Fortunately, Lee had backed off when she’d offered to cook him dinner. After that, he’d been happy, charming, and attentive. With methodical and undisguised pleasure, he’d worked his way through a platter of honey-garlic ribs, fresh coleslaw, two servings of baked beans, and three cobs of corn. Dessert—strawberries on cake shells with drizzled chocolate—had disappeared just as fast.

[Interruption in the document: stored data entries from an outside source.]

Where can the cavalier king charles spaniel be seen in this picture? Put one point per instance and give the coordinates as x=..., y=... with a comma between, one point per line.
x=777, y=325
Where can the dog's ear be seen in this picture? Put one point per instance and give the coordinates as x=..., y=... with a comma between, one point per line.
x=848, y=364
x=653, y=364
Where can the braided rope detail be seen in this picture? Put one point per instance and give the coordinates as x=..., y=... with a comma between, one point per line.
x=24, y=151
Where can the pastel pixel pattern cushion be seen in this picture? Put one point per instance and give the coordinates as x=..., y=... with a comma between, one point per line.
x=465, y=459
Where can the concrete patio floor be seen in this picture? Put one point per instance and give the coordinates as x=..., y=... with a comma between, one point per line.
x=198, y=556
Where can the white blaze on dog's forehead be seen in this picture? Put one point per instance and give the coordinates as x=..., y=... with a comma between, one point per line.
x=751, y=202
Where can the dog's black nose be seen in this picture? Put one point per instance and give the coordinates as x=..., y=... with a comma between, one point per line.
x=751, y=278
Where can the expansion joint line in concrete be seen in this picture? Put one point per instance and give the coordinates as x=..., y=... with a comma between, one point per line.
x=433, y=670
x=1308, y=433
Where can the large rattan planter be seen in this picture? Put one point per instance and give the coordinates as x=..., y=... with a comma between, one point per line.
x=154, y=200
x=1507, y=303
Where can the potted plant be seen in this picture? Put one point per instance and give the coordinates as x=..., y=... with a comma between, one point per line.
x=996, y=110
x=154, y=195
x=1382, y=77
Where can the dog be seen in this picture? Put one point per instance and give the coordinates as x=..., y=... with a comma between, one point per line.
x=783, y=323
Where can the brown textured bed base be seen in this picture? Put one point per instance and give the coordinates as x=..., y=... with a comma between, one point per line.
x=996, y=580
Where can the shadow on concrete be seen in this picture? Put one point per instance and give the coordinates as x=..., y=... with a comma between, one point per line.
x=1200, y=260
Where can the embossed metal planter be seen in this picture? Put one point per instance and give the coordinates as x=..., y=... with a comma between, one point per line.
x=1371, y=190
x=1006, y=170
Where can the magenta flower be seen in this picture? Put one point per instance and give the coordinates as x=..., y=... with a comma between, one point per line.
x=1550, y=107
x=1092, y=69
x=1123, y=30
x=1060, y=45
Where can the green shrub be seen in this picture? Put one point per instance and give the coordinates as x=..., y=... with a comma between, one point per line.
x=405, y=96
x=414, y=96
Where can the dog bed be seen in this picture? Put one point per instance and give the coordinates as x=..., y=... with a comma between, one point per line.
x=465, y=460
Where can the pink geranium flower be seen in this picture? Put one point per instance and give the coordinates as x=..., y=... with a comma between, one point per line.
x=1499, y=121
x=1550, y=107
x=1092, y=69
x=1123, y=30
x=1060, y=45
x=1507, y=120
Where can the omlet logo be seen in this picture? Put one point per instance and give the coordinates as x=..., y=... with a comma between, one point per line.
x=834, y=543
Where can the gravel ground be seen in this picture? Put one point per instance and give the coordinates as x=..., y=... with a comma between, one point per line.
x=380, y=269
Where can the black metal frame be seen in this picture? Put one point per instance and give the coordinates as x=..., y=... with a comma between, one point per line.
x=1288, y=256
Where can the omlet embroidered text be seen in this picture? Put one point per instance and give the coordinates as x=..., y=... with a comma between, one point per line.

Cleaning up took awhile because his overstuffed self moved slower than usual. Finally, he’d taken her hand, led her into the family room, popped a movie into the Blu-Ray player, put his arm around her shoulder, and sat without complaint through a Sandra Bullock film.
Sitting up in the tub, Shelby used the remote to switch to the next disk of the audio book. Her ministereo was sitting across the room on the counter, and when she glanced at it, there was Raleigh.
“This was my wife’s bathing chamber.” He spoke casually, but his smile was full of sinful promise. As he walked toward her, he slid his shirt off his shoulders and undid the buttons on his linen slacks. “God bless her soul. She loved a long soak, too.” The pants slid down those lean hips Shelby was now so familiar with. His underwear was boxy and buttoned. She managed not to giggle at how silly they looked.